I would say this is the most pythonic way of handling it:
foo = ['a', 'b', 'c', 'd', 'e', 'f']
random.shuffle(foo)
length = len(foo)//2
result = list(zip(foo[:length], foo[length:]))
Zip will combine the elements at the same index of multiple lists and stop when one list runs out of elements. So you're going to to shuffle the list, and take the first and 2nd half of the list, then combine them element wise until the shorter one runs out of elements.
Edit: you said you were interested in the performance of different ways of handling it. I made a function for each of the unique answers here and timed them:
def a(foo):
random.shuffle(foo)
length = len(foo)//2
return list(zip(foo[:length], foo[length:]))
def b(foo):
random.shuffle(foo)
return [[foo[i], foo[i+1]] for i in range(0, len(foo)-(len(foo)%2), 2)]
def c(foo):
np.random.shuffle(foo)
return foo[:len(foo)-(len(foo)%2)].reshape(2,-1)
def d(foo):
result = []
for i in range(1, len(foo), 2):
result.append([foo[i-1], foo[i]])
return result
def e(foo):
el_pairs = []
while len(foo) > 1:
pair_idxs = np.sort(np.random.choice(range(len(foo)), 2, replace=False))

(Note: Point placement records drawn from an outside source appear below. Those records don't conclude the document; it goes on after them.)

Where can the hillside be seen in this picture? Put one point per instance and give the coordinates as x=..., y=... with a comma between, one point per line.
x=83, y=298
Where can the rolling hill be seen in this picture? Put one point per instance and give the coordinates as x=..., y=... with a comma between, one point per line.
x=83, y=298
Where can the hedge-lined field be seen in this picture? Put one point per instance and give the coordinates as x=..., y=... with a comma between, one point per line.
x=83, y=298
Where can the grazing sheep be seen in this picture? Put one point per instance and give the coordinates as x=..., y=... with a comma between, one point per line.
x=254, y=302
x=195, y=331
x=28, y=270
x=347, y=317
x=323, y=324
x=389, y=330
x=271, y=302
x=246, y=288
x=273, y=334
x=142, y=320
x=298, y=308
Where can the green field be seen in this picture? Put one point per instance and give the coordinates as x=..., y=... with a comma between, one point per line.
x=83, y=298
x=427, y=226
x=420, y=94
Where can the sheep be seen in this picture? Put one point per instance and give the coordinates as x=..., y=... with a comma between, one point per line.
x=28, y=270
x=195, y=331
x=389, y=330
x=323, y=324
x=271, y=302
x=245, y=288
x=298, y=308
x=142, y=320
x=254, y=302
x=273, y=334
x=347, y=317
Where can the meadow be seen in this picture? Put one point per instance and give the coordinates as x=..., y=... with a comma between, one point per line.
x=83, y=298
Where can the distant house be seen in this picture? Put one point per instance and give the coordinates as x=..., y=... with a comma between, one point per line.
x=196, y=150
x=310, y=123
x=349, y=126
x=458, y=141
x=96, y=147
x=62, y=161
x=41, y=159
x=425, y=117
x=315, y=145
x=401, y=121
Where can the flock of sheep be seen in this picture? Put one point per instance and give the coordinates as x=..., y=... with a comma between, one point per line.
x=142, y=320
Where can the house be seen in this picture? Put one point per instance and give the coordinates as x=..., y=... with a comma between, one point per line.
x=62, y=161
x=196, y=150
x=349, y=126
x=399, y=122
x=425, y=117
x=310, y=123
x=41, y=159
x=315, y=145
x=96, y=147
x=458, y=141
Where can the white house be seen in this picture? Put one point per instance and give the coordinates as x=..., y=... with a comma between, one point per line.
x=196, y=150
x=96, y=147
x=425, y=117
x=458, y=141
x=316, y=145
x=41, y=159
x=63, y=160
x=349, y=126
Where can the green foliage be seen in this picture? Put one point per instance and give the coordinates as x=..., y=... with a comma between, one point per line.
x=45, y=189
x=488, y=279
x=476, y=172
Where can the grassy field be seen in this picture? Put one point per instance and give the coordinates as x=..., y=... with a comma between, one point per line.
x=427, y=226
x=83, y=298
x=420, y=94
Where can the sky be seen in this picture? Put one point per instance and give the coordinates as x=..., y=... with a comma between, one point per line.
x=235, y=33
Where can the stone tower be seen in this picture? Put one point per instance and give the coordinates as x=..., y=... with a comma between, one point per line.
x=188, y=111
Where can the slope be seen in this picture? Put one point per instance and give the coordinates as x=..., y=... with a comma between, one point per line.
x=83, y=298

el_pair = [foo.pop(pair_idxs[0]), foo.pop(pair_idxs[1] - 1)]
el_pairs.append(el_pair)
return el_pairs
def f(foo):
random.shuffle(foo)
length = len(foo)//2
return zip(foo[:length], foo[length:])
Zip without list:
%timeit f(foo)
3.96 μs ± 12.9 ns per loop (mean ± std. dev. of 7 runs, 100000 loops each)
Zip:
%timeit a(foo)
4.36 μs ± 156 ns per loop (mean ± std. dev. of 7 runs, 100000 loops each)
List comprehension:
%timeit b(foo)
4.38 μs ± 22.1 ns per loop (mean ± std. dev. of 7 runs, 100000 loops each)
For loop:
%timeit d(foo)
812 ns ± 5.68 ns per loop (mean ± std. dev. of 7 runs, 1000000 loops each)
Original:
%timeit e(foo)
154 ns ± 1.11 ns per loop (mean ± std. dev. of 7 runs, 10000000 loops each)
The numpy answer given didn't run out of box for me.